Many games store text in an image format, which means that text-to-speech software cannot recognise it as text that needs to be read out. Making the simple choice to use actual text in menus and game interfaces makes life much easier for blind users. Another simple change is to let players indicate when they have finished reading and are ready to move on, rather than clearing text from the screen after a set period.
Despite the inherent challenges, Christensen says there are many game fans with vision impairments who are eager for new content.
“The blind and vision impaired community are very quick to embrace new technology, and love games,” he says. “Smartphones particularly, with their integrated accessibility features, have meant that with exactly the same technology as everyone else, not only blind and vision impaired, but also deaf, physically disabled and those with intellectual or learning difficulties are able to access mainstream content.”
Perhaps most surprising, blind players will often find that games never designed with their needs in mind are still playable.

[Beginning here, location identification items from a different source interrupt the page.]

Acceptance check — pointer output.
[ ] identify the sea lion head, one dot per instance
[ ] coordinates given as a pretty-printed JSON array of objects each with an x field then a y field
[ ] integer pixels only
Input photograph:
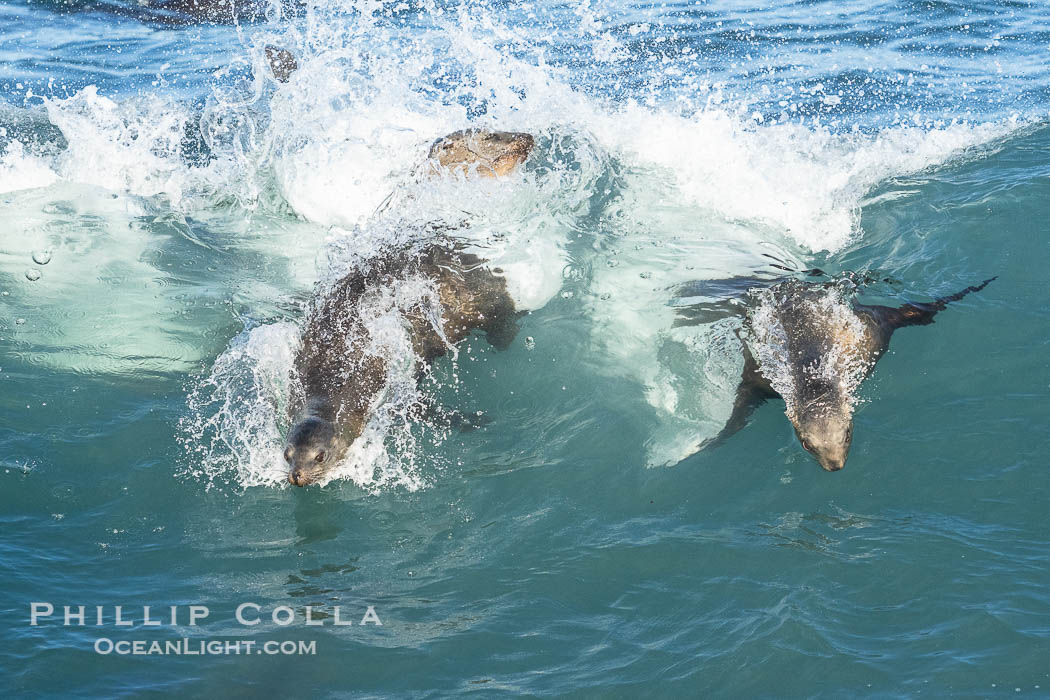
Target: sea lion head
[
  {"x": 314, "y": 446},
  {"x": 824, "y": 428},
  {"x": 490, "y": 153}
]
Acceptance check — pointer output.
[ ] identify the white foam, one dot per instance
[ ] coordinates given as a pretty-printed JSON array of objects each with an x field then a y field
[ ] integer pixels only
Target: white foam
[{"x": 21, "y": 170}]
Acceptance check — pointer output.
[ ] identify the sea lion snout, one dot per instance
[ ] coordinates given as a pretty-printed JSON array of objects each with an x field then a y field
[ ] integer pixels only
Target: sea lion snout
[{"x": 826, "y": 435}]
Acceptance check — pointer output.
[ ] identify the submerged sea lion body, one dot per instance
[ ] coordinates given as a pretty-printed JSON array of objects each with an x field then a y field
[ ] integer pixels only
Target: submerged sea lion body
[
  {"x": 341, "y": 376},
  {"x": 814, "y": 349}
]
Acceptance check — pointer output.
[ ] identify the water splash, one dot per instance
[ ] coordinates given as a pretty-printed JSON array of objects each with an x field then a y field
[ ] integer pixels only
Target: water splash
[{"x": 775, "y": 335}]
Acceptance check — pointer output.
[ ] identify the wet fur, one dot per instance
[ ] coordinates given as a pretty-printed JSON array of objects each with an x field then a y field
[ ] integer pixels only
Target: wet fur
[
  {"x": 340, "y": 379},
  {"x": 810, "y": 337}
]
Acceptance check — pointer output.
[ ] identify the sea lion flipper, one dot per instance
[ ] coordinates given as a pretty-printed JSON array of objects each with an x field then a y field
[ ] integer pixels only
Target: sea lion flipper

Even Christensen’s wife, who is also blind, learnt to play Frogger on the Atari 2600 because of its clear, simple audio design.
More broadly, Christensen says adhering to accessibility principles in game design benefits everyone, not just gamers with disabilities.
“A game which is easy to play without squinting at the screen is going to be easier for a fully sighted user in the park or sitting on the bus with the sun in their eyes,” he says, “and it will enable them to turn the brightness down on their device, making their battery last even longer.
“There are benefits for everyone in making content accessible.”
RapiTap! can be purchased for $2.99 on the Google Play store.